Pode até parecer, mas eu não gostava de ficar sozinho, eu só gostava de poder dizer o que eu quisesse, sem ser julgado, menosprezado ou excluído. Por isso eu amava Joana, ela não se importava com o que eu dizia, nunca fez aquela cara de horror quando eu disse algo que para outros, era um pecado de ser dito.
Mas agora só existia eu, apenas minha alma, sozinha no mundo, sem ter com quem conversar, discutir ou qualquer outra besteira que pudéssemos fazer. Eu sentia falta disso, da companhia, do amor que ela me dava, das nossas conversas, do brigadeiro de panela.
Me lembro como se fosse hoje do trote da faculdade, eu, aquele menino de preto, quieto e silencioso no seu canto, torcendo para aquilo logo acabar, não fazendo ideia do que ainda tinha por vir.
Nos levaram para a casa de alguém, separaram os meninos das meninas, nos obrigaram a tirar a roupa, nos molharam, no começo pensei ser água, mas depois reparei que era urina, aquele liquido verde, fedorento e nojento sobre nós.
Prefiro não citar o que mais fizeram conosco, afinal, pode se dizer que foi algo desumano, depois daquilo, percebi que uns dez, de oitenta calouros, não foram as aulas, desistiram do curso, e eu presumo que foi por causa do trote.
Já estávamos em junho quando eu reparei que viver já não tinha mais sentido, tinha todo um medo ao redor da morte, mas para mim ela era a salvação.
Muitos acreditam que existe uma vida após a morte, e se realmente existir, eu vou me reencontrar com a única pessoa que me entende, se não existir, se for como alguns falam, que após a morte tudo acaba, também vai ser bom, afinal, o fim de algo ruim é sempre bom, sempre esperado.

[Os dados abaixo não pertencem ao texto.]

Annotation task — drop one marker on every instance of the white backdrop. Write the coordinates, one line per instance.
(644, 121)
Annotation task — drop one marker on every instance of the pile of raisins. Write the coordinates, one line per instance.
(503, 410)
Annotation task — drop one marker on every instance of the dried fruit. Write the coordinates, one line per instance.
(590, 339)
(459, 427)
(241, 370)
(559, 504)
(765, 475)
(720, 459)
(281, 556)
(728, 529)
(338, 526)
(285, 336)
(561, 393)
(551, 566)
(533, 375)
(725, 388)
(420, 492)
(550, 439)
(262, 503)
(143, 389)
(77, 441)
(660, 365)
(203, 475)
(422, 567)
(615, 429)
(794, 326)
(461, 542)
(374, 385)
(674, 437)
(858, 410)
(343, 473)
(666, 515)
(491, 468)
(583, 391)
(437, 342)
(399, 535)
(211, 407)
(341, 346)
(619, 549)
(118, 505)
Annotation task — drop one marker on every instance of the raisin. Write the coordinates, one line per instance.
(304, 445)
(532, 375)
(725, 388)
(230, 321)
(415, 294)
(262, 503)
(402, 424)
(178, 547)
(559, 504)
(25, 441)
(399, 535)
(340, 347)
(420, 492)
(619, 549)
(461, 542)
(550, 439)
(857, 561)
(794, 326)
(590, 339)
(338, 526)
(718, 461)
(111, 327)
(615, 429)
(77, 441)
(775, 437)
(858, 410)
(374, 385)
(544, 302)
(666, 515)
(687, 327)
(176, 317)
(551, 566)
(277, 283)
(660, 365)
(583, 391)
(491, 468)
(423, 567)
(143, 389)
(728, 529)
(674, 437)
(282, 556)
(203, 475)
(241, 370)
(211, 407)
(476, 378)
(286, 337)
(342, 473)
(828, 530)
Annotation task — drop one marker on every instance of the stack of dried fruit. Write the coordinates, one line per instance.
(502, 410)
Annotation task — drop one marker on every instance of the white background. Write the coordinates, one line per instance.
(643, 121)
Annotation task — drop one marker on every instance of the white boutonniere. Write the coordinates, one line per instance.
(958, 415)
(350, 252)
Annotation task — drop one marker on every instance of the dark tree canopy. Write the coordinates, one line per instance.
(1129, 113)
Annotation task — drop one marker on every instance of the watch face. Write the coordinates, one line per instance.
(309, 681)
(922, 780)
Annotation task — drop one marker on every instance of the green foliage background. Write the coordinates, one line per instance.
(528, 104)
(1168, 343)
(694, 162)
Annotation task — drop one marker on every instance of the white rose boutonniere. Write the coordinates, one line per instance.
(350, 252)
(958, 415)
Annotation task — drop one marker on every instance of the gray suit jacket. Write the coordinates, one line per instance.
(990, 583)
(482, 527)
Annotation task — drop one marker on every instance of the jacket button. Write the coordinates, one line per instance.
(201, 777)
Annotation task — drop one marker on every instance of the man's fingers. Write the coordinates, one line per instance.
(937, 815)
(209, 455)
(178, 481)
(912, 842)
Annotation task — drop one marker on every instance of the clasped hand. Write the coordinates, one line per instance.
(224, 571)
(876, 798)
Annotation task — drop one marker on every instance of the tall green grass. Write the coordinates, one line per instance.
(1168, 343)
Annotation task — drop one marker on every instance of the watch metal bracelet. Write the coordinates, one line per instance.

Comecei a pensar como eu faria isso, se seria através de remédios, corte, tiro na cabeça, uma faca enfiada no coração, pular de uma ponte, me asfixiar, entre outras coisas. Eu tinha um leque de opções, só precisava escolher.

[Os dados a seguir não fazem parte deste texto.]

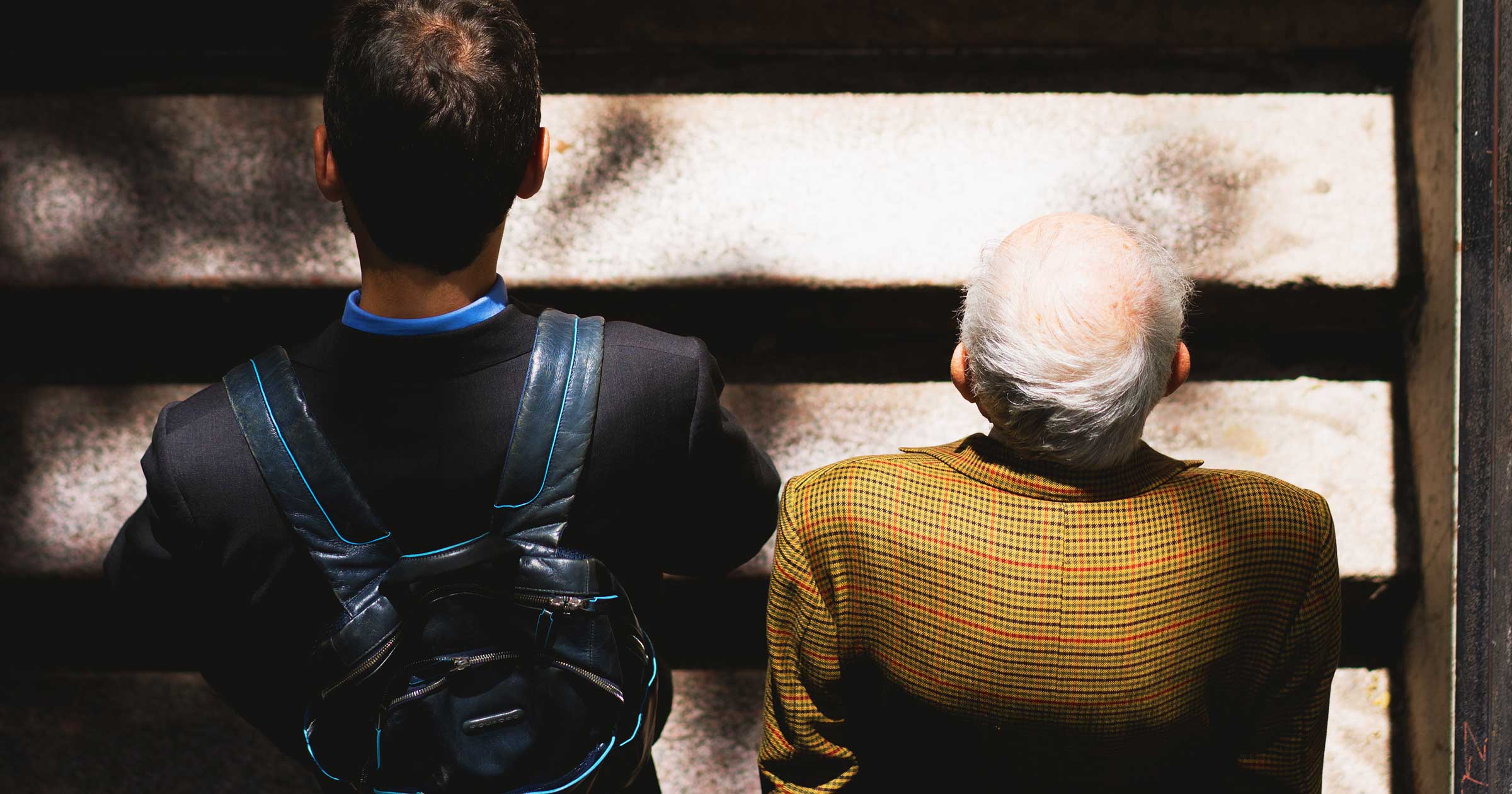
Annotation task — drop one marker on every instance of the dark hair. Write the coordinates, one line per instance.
(432, 111)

Optei pela overdose, nunca tinha experimentado nenhuma droga, nunca quis me viciar e ter uma vida pior do que a que eu tinha, mas percebi que aquele era o melhor modo, pois dizem que usar drogas é algo muito bom, muito louco, uma experiência única, e porque não ser essa experiência a que iria me salvar?
Primeiro fiz uma carta, dizendo aos meus pais que os amava, uma mentira, mas pelo tempo que eu vivi vi que aquilo era o certo a se fazer, disse também que aquilo era culpa deles e tudo mais que um suicida escreve em uma carta.

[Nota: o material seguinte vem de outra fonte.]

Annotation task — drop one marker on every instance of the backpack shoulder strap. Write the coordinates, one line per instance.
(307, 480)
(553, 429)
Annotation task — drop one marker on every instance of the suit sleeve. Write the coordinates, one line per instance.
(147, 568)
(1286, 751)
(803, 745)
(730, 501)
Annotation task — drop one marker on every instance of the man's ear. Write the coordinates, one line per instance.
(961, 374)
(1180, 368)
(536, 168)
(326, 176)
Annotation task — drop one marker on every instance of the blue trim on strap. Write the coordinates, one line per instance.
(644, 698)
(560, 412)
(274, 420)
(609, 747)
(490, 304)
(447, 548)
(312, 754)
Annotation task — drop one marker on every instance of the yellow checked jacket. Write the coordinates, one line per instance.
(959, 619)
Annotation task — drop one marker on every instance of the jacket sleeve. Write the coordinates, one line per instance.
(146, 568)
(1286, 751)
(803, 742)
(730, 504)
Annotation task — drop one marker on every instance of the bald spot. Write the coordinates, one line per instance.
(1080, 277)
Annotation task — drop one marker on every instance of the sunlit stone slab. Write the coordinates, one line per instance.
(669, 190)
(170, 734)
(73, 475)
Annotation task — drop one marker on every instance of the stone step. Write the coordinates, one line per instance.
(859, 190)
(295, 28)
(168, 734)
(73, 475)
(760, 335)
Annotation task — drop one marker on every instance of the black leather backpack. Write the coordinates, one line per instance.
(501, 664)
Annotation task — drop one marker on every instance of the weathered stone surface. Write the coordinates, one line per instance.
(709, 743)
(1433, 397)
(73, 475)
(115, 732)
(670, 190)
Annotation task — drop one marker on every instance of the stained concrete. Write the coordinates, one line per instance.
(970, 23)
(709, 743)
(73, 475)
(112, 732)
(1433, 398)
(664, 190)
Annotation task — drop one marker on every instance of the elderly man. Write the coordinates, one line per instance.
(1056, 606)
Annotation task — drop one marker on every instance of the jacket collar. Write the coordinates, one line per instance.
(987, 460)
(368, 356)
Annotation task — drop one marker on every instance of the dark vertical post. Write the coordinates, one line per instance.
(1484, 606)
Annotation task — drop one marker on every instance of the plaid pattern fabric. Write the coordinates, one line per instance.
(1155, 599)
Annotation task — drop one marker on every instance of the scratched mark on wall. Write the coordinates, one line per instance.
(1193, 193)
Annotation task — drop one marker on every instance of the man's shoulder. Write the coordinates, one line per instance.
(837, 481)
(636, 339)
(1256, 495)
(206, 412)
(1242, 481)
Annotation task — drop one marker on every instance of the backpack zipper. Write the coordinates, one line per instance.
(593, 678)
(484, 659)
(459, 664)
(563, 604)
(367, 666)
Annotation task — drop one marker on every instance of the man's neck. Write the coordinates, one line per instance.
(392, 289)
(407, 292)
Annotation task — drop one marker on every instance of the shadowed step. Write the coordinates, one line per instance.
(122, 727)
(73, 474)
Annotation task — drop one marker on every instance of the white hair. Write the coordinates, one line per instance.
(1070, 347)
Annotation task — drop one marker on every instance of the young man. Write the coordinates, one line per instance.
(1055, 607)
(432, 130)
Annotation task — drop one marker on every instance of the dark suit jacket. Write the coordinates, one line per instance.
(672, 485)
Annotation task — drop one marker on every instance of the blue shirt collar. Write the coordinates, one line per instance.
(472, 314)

Depois eu tinha que comprar drogas, e o lugar mais fácil de achar era no campus da minha universidade. Comprei todo tipo de drogas, desde cocaína e êxtase, até LSD e maconha.
O mais estranho é que eu estava me sentindo feliz, um sentimento que eu não sentia a muito tempo, e o que todos achavam errado, eu achava certo, era a minha salvação.
Cheguei em casa, coloquei uma musica alta, um rock, não me lembro muito bem qual musica era, mas eu gostava. Deitei na minha casa, com todas aquelas drogas ao meu redor, eu acho injusto chamar de droga, afinal, droga é algo ruim, e isso era algo bom, enfim, enquanto estava deitado, curtindo a musica, comecei a usar um por um, cheirando, fumando, comendo, dropando, injetando, todos os verbos possíveis para a utilização de drogas.
E eu senti aquela onda, senti aquele sentimento que todos falavam e que eu nunca tinha experimentado, e era bom, realmente bom, você se sente leve, feliz, único, e toda a sua tristeza vai embora.
E eu me senti livre, como nunca tinha me sentido antes.